Таня замерла, разглядывая пустую ладошку, словно пытливо проверяла: не осталось ли крошечки. А потом, как бы не своим, неживым голосом прочла новую строку из страшного дневника: "Дядя Вася умер 13 апреля в 2 часа ночи 1942 года… Дядя Леша 10 мая в 4 часа дня 1942 года…"

Во второй фразе она пропустила слово "умер". Видимо, это слово было ей не под силу. А потом она запела, как в мирное время, только потише. Она вообще любила петь, потому что когда поешь, перестаешь заикаться, а Таня заикалась…

Жура-жура-журавель,
Журавель-журавлик.
Растопил снега апрель,
И плывет кораблик.
Поднят нос у корабля,
Паруса в порядке.
А у журы-журавля
Крылья из тетрадки.
Затерялся он во мгле,
Далеко от школы,
Вместо перьев на крыле
Вечные глаголы.

За окном завыли сирены. Таня замолкла. А мои спутники не сразу поняли, в чем дело.

- "Скорая помощь", - вздохнул Пьеро.

- Может быть, пожарные проехали? - заметил Арлекин.

Но "пожарные проехали", а сирена продолжала надсадно звучать рядом.

И тут загрохотало, зазвенели стекла. Это ударили зенитные орудия.

- Может быть, салют? - дрожащим голосом произнес Пьеро, и я понял, что мальчик сам себя пытается обмануть, вернее, ввести в заблуждение свой страх.

Раздался оглушительный треск. Стены вздрогнули, дом тряхнуло. Люстра закачалась, как при землетрясении. По потолку, как молния, пробежала кривая трещина. Упала штукатурка. Мои спутники забились в угол. Замерли.

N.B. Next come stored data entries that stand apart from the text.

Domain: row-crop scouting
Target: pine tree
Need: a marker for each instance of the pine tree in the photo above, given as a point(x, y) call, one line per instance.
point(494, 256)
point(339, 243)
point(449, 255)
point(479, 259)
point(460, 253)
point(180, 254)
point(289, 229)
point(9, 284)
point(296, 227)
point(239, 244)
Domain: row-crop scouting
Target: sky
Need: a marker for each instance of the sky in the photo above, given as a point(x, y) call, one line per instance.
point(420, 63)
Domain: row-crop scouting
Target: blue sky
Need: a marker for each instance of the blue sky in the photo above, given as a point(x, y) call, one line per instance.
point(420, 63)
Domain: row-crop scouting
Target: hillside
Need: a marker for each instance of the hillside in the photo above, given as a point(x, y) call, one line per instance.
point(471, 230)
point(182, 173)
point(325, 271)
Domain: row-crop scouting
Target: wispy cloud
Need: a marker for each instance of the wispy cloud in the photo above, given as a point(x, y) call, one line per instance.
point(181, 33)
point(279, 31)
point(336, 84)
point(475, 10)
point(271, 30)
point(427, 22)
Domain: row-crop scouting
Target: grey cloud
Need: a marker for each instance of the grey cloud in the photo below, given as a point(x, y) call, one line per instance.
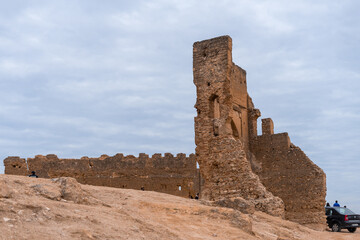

- Штукатурка не страшно, - предупредила Таня, - когда летят осколки стекла - опасней.

Она была опытней двух моих спутников.

- Я думаю, бомба попала в Неву. Дома не пострадали, иначе был бы пожар.

Все происходящее действовало на нас по-разному. Таня держалась спокойно: человек ко всему привыкает, даже к бомбежке. Пьеро и Арлекин молча жались друг к другу - поняли, наконец, что происходит, - и постарались оставаться артистами в спектакле. Я же был напряжен до предела. Я знал, что значит грохот стрельбы и чем может обернуться взрыв бомбы. Все это я усвоил давно, но успел позабыть. Однако есть такие страницы в памяти, которые оживают мгновенно и отдаются болью. У меня похолодело на сердце. И когда грохот утих, я сам себе прошептал: "Кажется, пронесло".

Таня посмотрела на Арлекина и в первый раз улыбнулась:

- Ты откуда такой смешной? Ты всегда смеешься? Даже когда больно, улыбаешься?

- Я - Арлекин, - буркнул мой дружок. - А если тебе не нравится улыбаться, то посмотри на моего друга.

Таня тут же перевела взгляд на Пьеро. И снова улыбнулась.

- А ты похож на нашего учителя рисования. Он тоже всегда мрачный. Никто не видел его улыбающимся. - А потом Таня перестала улыбаться и спросила: - Ты голодный? Голодные тоже мрачные.

Пьеро покачал головой и отвернулся.

Снова послышался грохот. Словно над городом в своей колеснице с квадригой коней мчался Аполлон. Красота спешила спасать мир. Не поздно ли?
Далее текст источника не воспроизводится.